Oier Mees, Markus Merklinger, Gabriel Kalweit, Wolfram Burgard
Given the demonstration of a new task as input, our approach called Adversarial Skill Networks (ASN) yield a distance measure in skill-embedding space which can be used as the reward signal for a reinforcement learning agent for novel tasks that require a composition of previously seen skills.
Intelligent beings have the ability to discover, learn and transfer skills without supervision. Moreover, they can combine previously learned skills to solve new tasks. This stands in contrast to most current "deep reinforcement learning" (RL) methods, which, despite recent progress, typically learn solutions from scratch for every task and often rely on manual, per-task engineering of reward functions. Furthermore, the obtained policies and representations tend to be task-specific and generally do not transfer well to new tasks.

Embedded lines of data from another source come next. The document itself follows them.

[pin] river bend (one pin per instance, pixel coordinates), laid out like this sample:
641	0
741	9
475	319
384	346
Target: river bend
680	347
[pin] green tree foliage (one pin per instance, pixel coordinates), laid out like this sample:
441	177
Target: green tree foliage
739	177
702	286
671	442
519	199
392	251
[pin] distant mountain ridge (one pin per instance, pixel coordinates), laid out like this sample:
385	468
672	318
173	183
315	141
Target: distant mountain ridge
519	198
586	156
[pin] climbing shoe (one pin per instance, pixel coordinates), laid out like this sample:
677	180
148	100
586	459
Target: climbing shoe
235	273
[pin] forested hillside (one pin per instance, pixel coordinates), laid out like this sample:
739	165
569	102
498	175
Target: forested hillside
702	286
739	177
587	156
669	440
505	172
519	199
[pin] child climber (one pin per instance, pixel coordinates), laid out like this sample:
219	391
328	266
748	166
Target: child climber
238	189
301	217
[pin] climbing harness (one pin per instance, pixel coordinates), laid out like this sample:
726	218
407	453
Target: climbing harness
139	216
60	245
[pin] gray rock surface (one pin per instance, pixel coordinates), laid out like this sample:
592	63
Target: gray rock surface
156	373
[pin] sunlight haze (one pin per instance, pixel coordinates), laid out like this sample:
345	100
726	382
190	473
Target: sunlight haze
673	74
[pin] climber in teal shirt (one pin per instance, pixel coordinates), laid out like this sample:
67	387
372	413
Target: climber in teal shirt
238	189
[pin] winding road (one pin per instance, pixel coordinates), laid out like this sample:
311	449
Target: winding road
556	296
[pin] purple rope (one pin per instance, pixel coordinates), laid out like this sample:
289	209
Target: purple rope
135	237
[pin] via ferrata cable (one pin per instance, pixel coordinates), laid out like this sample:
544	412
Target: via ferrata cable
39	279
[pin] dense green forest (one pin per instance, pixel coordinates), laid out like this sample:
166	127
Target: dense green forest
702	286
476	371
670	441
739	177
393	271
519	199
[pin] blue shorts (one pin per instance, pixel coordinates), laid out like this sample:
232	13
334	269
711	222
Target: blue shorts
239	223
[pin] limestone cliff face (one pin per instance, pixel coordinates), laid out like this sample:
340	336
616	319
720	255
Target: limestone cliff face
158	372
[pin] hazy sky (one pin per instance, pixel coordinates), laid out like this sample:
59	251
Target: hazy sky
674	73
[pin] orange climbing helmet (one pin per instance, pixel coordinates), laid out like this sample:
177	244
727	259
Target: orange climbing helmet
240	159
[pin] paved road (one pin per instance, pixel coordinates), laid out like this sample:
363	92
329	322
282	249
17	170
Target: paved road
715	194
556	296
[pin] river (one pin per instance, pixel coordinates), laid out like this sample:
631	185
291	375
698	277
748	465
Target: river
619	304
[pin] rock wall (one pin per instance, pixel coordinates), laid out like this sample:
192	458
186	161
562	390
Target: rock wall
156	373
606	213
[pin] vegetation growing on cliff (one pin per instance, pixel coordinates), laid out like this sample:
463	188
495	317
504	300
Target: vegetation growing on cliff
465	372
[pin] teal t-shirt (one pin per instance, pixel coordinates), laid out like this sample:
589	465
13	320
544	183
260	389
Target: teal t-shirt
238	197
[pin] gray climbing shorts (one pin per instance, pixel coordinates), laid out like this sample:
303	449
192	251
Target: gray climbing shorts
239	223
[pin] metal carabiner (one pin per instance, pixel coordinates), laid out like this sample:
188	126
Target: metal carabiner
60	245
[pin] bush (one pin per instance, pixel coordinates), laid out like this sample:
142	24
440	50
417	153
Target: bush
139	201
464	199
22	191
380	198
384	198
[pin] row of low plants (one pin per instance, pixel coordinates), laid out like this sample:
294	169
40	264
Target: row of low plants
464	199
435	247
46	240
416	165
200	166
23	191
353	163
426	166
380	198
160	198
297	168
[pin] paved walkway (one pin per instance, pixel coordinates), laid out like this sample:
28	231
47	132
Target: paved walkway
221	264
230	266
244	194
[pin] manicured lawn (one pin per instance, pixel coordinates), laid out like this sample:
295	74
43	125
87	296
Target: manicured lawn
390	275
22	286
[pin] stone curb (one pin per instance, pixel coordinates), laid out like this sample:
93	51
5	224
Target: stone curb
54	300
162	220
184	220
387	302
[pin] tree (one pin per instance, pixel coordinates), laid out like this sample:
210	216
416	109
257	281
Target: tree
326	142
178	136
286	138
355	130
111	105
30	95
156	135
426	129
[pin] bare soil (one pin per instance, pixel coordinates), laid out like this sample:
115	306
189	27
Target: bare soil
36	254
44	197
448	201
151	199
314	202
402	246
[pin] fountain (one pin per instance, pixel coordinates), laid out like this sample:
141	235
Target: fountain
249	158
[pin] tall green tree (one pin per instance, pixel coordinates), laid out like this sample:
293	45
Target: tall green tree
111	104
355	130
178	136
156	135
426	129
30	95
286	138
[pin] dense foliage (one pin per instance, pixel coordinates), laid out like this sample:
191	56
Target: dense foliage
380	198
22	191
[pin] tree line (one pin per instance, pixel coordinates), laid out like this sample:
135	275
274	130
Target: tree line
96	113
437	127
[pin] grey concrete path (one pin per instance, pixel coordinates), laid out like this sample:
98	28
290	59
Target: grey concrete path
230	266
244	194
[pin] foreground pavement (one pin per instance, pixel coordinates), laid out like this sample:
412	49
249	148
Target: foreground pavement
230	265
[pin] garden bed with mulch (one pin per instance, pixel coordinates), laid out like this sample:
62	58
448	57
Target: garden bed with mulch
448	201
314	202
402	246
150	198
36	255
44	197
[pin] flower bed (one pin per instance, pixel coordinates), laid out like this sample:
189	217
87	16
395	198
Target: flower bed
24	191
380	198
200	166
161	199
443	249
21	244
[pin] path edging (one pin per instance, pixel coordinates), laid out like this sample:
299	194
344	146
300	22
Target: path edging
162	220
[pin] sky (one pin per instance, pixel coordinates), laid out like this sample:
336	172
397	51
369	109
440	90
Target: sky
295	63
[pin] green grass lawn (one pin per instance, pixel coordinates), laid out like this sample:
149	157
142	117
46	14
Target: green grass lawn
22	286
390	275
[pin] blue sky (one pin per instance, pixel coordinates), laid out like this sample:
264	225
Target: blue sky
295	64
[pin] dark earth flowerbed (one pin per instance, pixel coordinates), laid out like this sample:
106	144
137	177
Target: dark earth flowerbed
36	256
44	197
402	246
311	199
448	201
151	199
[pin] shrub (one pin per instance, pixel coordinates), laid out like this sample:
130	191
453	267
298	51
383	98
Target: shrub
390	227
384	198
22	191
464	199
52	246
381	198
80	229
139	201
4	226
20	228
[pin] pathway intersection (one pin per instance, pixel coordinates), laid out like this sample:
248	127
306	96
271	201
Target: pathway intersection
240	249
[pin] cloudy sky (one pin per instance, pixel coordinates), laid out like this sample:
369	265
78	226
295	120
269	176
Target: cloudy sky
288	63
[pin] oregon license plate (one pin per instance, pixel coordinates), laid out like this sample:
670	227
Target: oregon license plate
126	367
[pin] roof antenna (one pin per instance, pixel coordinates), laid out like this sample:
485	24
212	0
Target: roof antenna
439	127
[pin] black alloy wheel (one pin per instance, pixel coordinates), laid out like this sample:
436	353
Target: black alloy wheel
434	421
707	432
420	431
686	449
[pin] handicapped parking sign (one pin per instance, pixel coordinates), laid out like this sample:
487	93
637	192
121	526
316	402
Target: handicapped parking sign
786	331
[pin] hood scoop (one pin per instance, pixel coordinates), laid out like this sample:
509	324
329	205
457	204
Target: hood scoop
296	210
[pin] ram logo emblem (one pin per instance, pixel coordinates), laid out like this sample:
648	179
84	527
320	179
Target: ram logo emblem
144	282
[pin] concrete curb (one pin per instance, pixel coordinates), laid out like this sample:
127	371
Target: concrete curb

The design of reward functions that elicit the desired agent behavior is especially challenging for real-world tasks, particularly when the state of the environment might not be accessible. Additionally, designing a reward function often requires the installation of specific sensors to measure as to whether the task has been executed successfully. In many scenarios, the need for manual, task-specific engineering of reward functions prevents us from end-to-end learning from pixels, if the reward function itself requires a dedicated perception pipeline. To address these problems, we propose an unsupervised skill learning method that aims to discover and learn transferable skills by watching videos, without supervision, and that is useful for guiding an RL-agent to solving a wide range of tasks by composing previously seen skills. To learn more, see the Technical Approach section.
Key challenges for the deployment of reinforcement learning (RL) agents in the real world are the discovery, representation and reuse of skills in the absence of a reward function. To this end, we propose a novel approach to learn a task-agnostic skill embedding space from unlabeled multi-view videos. Our method learns a general skill embedding independently from the task context by using an adversarial loss. We combine a metric learning loss, which utilizes temporal video coherence to learn a state representation, with an entropy regularized adversarial skill-transfer loss. The metric learning loss learns a disentangled representation by attracting simultaneous viewpoints of the same observations and repelling visually similar frames from temporal neighbors. The adversarial skill-transfer loss enhances re-usability of learned skill embeddings over multiple task domains. We show that the learned embedding enables training of continuous control policies to solve novel tasks that require the interpolation of previously seen skills. The approach is being developed by members from the Autonomous Intelligent Systems group at the University of Freiburg, Germany.
We represent the skill embedding as a latent variable and apply an adversarial entropy regularization technique to ensure that the learned skills are task independent and versatile and that the embedding space is well formed. Training an RL-agent to re-use skills in an unseen tasks, by using the learned embedding space as a reward function, solely requires a single video demonstrating the novel task. This makes our method readily applicable in a variety of robotics scenarios.
We evaluate the performance of ASN on two data sets. The first data set consisted of three simulated robot tasks: stacking (A), color pushing (B) and color stacking (C). The data set contains 300 multi-view demonstration videos per task. The tasks are simulated with PyBullet. Of these 300 demonstrations, 150 represent unsuccessful executions of the different tasks. We found it helpful to add unsuccessful demonstrations in the training of the embedding to enable training RL agents on it. Without fake examples, the distances in the embedding space for states not seen during training might be noisy. The test set contains the manipulation of blocks. Within the validation set, the blocks are replaced by cylinders of different colors.
The second data set includes real-world human executions of the simulated robot tasks (A, B and C), as well as demonstrations for a task where one has to first separate blocks in order to stack them (D). For each task, we have 60 multi-view demonstration videos, corresponding to 24 minutes of interaction. In contrast to the simulated data set, the real demonstrations contain no unsuccessful executions and are of varying length. The test set contains blocks of unseen sizes and textures, as well as unknown backgrounds.